How politics ticks …

Development Policy26 Sep 2007Ellen Lammers

The Broker is currently hosting an international debate on the thorny questions that surround the politics of aid and poverty alleviation. The contributors agree that pro-poor policies affect the interests of many groups, not only the poor, and are essentially political. By failing to address the root causes of poverty, the technocratic approaches of many donors are unlikely to succeed.

When Bert Koenders assumed office as the Netherlands Minister for Development Cooperation earlier this year, he made it clear that he wants to ‘bring back politics’ into international development cooperation. If we are to make a real difference in terms of poverty alleviation, and if we want to explore new ways of making aid more effective, Koenders argues, we must not shy away from complex issues that concern ‘the messy world of politics’.

The Effectiveness and Quality Department (DEK) of the Ministry of Foreign Affairs asked Kees Koonings, associate professor of development studies at Utrecht University, to reflect on the subject of the politics of poverty. His article, ‘Bringing politics into poverty’, sets the tone for the volume A Rich Menu for the Poor: Food for Thought on Effective Aid Policies, produced by the same department.

The Broker asked a number of academics at universities and research centres in Belgium, France, Italy, Scandinavia and the UK, a think-tank in Rome, the OECD, the World Bank and the French Ministry of Foreign Affairs, to respond to Koonings’ article. Their contributions show that none of them objects to the thesis that politics and poverty are inextricably linked. Koonings argues, however, that the concepts of poverty that donors work with today do not sufficiently incorporate these political dimensions. Politics is the blind spot. There is need for ‘a more thorough conceptualization’.

At first glance, most contributors show little enthusiasm for such a reconceptualization exercise. Perhaps unusual for academics, they say there is no urgent need for more theory; the question now is what do we do? Concepts must be translated into practice: it is tools rather than ideas that are lacking. And yet the wide range of the issues they raise leads to another set of questions: when talking about the ‘politics of poverty’, what politics, whose politics, are we really referring to? What definitions do we use?

‘Politics’ often serves as a catch-all term to which everything that takes too much effort to pinpoint can safely be relegated. Politics is all that is not measurable, that happens largely out of sight, as the manoeuvring of the powerful. But if we agree that politics is interlinked with poverty – and with development in general – then should we not at least agree on what it is we are talking about? That would help to avoid a Babel-like confusion of tongues and, ultimately, make aid more effective.
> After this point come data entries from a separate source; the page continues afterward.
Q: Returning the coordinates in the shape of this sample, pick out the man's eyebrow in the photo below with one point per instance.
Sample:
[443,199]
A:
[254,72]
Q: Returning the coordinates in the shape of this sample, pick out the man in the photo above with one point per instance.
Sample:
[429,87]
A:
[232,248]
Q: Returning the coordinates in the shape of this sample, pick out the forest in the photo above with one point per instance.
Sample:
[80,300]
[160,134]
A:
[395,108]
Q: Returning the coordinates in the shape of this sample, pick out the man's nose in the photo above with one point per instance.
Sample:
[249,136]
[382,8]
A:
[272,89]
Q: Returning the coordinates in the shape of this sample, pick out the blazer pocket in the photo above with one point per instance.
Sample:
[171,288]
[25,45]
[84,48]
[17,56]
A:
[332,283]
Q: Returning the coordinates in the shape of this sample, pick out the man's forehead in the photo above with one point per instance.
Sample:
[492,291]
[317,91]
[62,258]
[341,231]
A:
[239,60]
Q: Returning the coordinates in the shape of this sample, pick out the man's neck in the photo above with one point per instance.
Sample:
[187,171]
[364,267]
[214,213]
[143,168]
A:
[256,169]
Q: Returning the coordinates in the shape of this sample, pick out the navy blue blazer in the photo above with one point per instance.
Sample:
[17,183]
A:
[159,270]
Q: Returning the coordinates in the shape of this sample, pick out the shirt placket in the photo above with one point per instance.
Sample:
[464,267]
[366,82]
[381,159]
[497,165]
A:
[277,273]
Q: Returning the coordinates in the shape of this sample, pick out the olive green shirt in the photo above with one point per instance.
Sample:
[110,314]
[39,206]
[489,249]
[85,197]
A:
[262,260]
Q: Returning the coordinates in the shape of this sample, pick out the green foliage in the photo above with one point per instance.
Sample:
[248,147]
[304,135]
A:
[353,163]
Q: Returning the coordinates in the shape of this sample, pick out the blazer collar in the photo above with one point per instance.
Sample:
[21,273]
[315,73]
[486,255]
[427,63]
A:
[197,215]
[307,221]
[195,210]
The contributors to this debate direct their gaze at different levels of the politics involved in poverty and poverty alleviation. They reflect on the role of domestic politics, on donors and the international community’s political interests, and on the political voice of those living in poverty.

Domestic politics

‘Politicians are the ultimate arbiters for success of foreign assistance’, write Steven Ndegwa and Doris Voorbraak of the World Bank. In order to design programmes that make both technical and political sense, it is essential to understand the dynamics of local support for and opposition to different reform measures. Yet it is a fact that for many donors, issues such as the politics going on ‘behind the façade’ in developing countries, the workings of patronage and clientelism, or identifying who are the enlightened political ‘drivers of change’, are still quite unfathomable. Rosalind Eyben, leader of the participation, power and social change team at the Institute of Development Studies in Brighton, UK, adds an interesting perspective. It is not just a question of donors looking in from the outside at other people’s politics, she writes. Instead, donors that operate in a country with staff and resources must also learn to see themselves as domestic political actors. They should reflect much more on the question: ‘with whom am I forming political relationships and what influence for good or for ill might I be having as a political actor in this arena?’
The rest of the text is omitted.